While the U.S. debates more government involvement in health care, the U.K. debates less
November 30, 2013 10:38 PM
The NHS, the world’s oldest and largest single-payer health care provider, is consistently ranked as one of the most popular institutions in the United Kingdom.
By Claire Bolderson
One of the big opening ceremony numbers at the London Olympics baffled American audiences in the summer of 2012. Happy pajama-clad children bounced on hospital beds. Medical staff bopped and jived around them before nurses in crisp uniforms roller-skated along to tuck the little ones in.
How much more bewildering that scene must be in the wake of Obamacare’s chaotic debut. An exuberant celebration of a government-run health service? Are the British mad?
Well, not entirely. Since the founding of the National Health Service in 1948, everyone in Britain has been encouraged to register with a local doctor. When they see that doctor, the consultation is free. If they’re referred to a hospital or a specialist service, nobody mentions insurance or any other form of payment. When an elderly person falls in the street and breaks their hip (as my mother did recently), and then receives X-rays, an MRI, surgery, follow-up scans, drugs and physiotherapy, all of it is completely without charge.
There’s a fixed fee for medicines of $12.60 per prescription, whatever the drug. Children, seniors and the unemployed pay nothing at all.
Of course, we’re all paying for it all the time through our taxes.
And mostly, we like it that way.
The NHS, the world’s oldest and largest single-payer health care provider, is consistently ranked as one of the most popular institutions in the United Kingdom. When asked to say what’s good about their country, Britons point to the NHS, along with the monarchy, the military and the BBC.
As Margaret Thatcher’s chancellor of the exchequer, Nigel Lawson, once said, “The NHS is the closest thing the English have to a religion.”
But for how much longer?
While the Obama administration struggles with attempts to extend and deepen government involvement in health care, Britain is heading the other way.
Right now, the NHS is going through the biggest reorganization in its 65-year history. The Conservative-led government says it’s giving doctors and nurses more autonomy and giving patients “more power over how and where they are treated.” Critics say the service is being broken up and sold off to the private sector.
The reforms (never mentioned in the Conservatives’ election manifesto, nor in the coalition agreement with their Liberal Democrat colleagues) are highly complex. But at their heart are new rules that mean all NHS services must be put out to competitive tender.
Companies, including Sir Richard Branson’s Virgin (yes the one that owns an airline, operates trains and provides cable TV), are now running dozens of health facilities.
Many medical practitioners — and opposition politicians — say the private sector is cherry-picking the profitable services and leaving the poor old NHS to sweep up the complex and expensive ones. The result will be, according to a doctor and leading researcher on the reforms, Lucy Reynolds, “The public sector will shrink away.”
There are, of course, many arguments in favor of a free market. But outside the government and a tiny minority of doctors, nobody in Britain is convinced these arguments apply when it comes to health. Just look at the United States, they say.
So the government is trying to help them see the wisdom of the reforms — through relentless attacks on the NHS.
Some are warranted. It is not a perfect service, as a recent investigation into atrocious negligence at a hospital in the English Midlands revealed.
But government ministers manage to find fault almost every day. They criticize care and demand ever-higher levels of staffing on hospital wards. Why aren’t there more senior doctors in the emergency rooms, they ask, while tightening budgets so that any improvements are all but impossible to achieve.
If the attacks aim to soften up the public in preparation for the NHS’s final demise, they may be working.
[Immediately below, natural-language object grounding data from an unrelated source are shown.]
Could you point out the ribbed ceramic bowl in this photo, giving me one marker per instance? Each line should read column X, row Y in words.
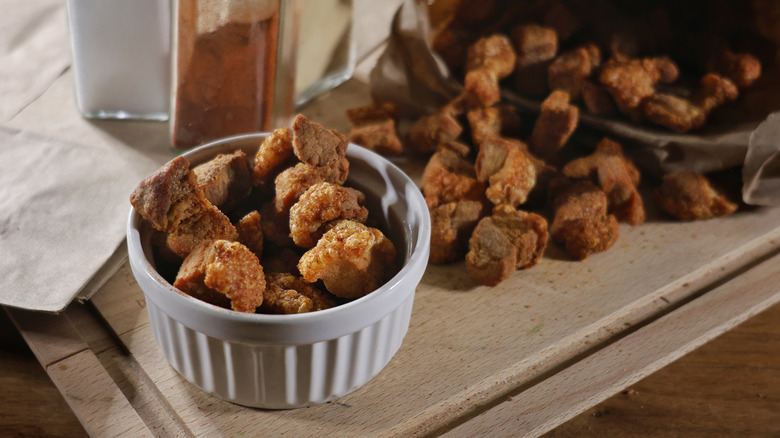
column 288, row 361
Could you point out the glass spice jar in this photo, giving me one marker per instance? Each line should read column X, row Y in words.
column 233, row 67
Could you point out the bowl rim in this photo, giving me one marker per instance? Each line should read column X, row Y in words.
column 296, row 328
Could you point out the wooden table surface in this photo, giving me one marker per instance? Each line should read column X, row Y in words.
column 728, row 387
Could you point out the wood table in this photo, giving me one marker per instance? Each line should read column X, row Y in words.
column 520, row 358
column 541, row 353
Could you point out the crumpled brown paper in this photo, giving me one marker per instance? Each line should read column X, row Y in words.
column 741, row 134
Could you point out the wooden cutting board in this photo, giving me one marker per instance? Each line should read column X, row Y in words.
column 514, row 360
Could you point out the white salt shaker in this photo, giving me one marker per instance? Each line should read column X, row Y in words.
column 121, row 58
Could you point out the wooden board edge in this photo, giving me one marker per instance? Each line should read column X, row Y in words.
column 540, row 408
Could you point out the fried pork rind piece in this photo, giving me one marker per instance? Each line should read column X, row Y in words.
column 597, row 99
column 741, row 68
column 169, row 196
column 681, row 114
column 673, row 112
column 273, row 155
column 451, row 226
column 429, row 131
column 351, row 259
column 493, row 53
column 536, row 46
column 294, row 181
column 320, row 204
column 209, row 225
column 714, row 91
column 496, row 121
column 250, row 232
column 317, row 146
column 283, row 259
column 570, row 70
column 374, row 126
column 556, row 123
column 449, row 178
column 286, row 293
column 275, row 225
column 690, row 196
column 220, row 271
column 481, row 89
column 225, row 180
column 614, row 172
column 508, row 169
column 580, row 220
column 504, row 242
column 632, row 81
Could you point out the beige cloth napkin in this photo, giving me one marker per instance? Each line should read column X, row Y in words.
column 64, row 180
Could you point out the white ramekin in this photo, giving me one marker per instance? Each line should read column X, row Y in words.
column 288, row 361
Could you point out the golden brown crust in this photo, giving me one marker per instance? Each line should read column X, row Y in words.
column 580, row 220
column 690, row 196
column 351, row 259
column 494, row 53
column 507, row 240
column 169, row 196
column 451, row 226
column 315, row 145
column 321, row 204
column 556, row 123
column 293, row 182
column 250, row 232
column 614, row 172
column 226, row 268
column 429, row 131
column 450, row 178
column 273, row 155
column 225, row 180
column 286, row 293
Polls indicate that public satisfaction with the care they get has fallen significantly — to just over 60 percent. That’s compared to nearly three-quarters who said they were happy with the NHS at the end of the Labor government in 2010.
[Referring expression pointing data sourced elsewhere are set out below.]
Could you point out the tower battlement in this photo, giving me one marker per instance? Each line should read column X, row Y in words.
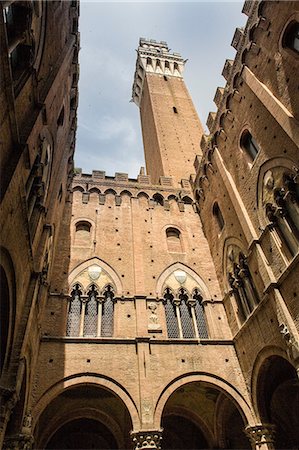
column 155, row 57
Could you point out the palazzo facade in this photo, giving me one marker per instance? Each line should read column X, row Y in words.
column 161, row 311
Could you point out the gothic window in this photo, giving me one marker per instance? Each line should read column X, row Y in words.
column 173, row 237
column 171, row 317
column 218, row 216
column 90, row 315
column 291, row 37
column 82, row 234
column 5, row 317
column 108, row 310
column 158, row 198
column 184, row 315
column 18, row 18
column 38, row 183
column 249, row 145
column 282, row 208
column 74, row 312
column 242, row 285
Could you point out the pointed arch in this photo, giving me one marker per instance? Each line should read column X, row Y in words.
column 107, row 268
column 180, row 266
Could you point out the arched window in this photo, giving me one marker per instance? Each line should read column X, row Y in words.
column 82, row 234
column 38, row 183
column 18, row 19
column 173, row 237
column 158, row 198
column 241, row 283
column 170, row 312
column 91, row 315
column 5, row 317
column 74, row 312
column 282, row 210
column 184, row 315
column 249, row 145
column 108, row 312
column 218, row 216
column 291, row 36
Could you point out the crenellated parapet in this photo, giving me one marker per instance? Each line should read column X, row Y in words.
column 243, row 43
column 121, row 185
column 154, row 58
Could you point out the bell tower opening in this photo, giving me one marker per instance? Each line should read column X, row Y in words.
column 171, row 129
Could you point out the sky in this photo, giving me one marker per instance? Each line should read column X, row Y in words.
column 109, row 132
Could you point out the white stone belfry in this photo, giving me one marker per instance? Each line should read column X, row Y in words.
column 155, row 57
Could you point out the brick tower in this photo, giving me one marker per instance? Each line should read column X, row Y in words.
column 171, row 128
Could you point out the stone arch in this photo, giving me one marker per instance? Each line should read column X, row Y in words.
column 260, row 359
column 110, row 191
column 223, row 386
column 230, row 241
column 78, row 189
column 272, row 163
column 126, row 192
column 8, row 307
column 87, row 413
column 97, row 261
column 179, row 266
column 142, row 194
column 92, row 379
column 276, row 392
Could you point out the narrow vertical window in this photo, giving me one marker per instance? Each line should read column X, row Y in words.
column 170, row 312
column 91, row 313
column 291, row 37
column 74, row 312
column 249, row 145
column 108, row 313
column 173, row 237
column 218, row 216
column 200, row 315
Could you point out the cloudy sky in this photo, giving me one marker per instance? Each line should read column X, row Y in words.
column 109, row 134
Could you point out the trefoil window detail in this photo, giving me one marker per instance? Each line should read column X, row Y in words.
column 184, row 314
Ah, those were the days. Prime Ministers Tony Blair and Gordon Brown spent a fortune on the NHS and the service improved hugely. Waiting times for treatment plummeted, shiny new facilities were built, health outcomes in some key areas got better.
But to fund this health bonanza, Labor borrowed heavily and increased our equivalent of Social Security taxes. It also did deals with the private sector that got hospitals built but saddled them with enormous debts that will hang over them for years.
We loved it at the time. But after the 2008 financial crash and with an aging population adding to the strain on resources, it was unsustainable — as the Tories are fond of pointing out.
They now have until the election in May 2015 to convince the British public that their free-market model is better. It will be a hard sell. Americans may be suspicious of more government involvement in their health care. Over here, we’re worried about less.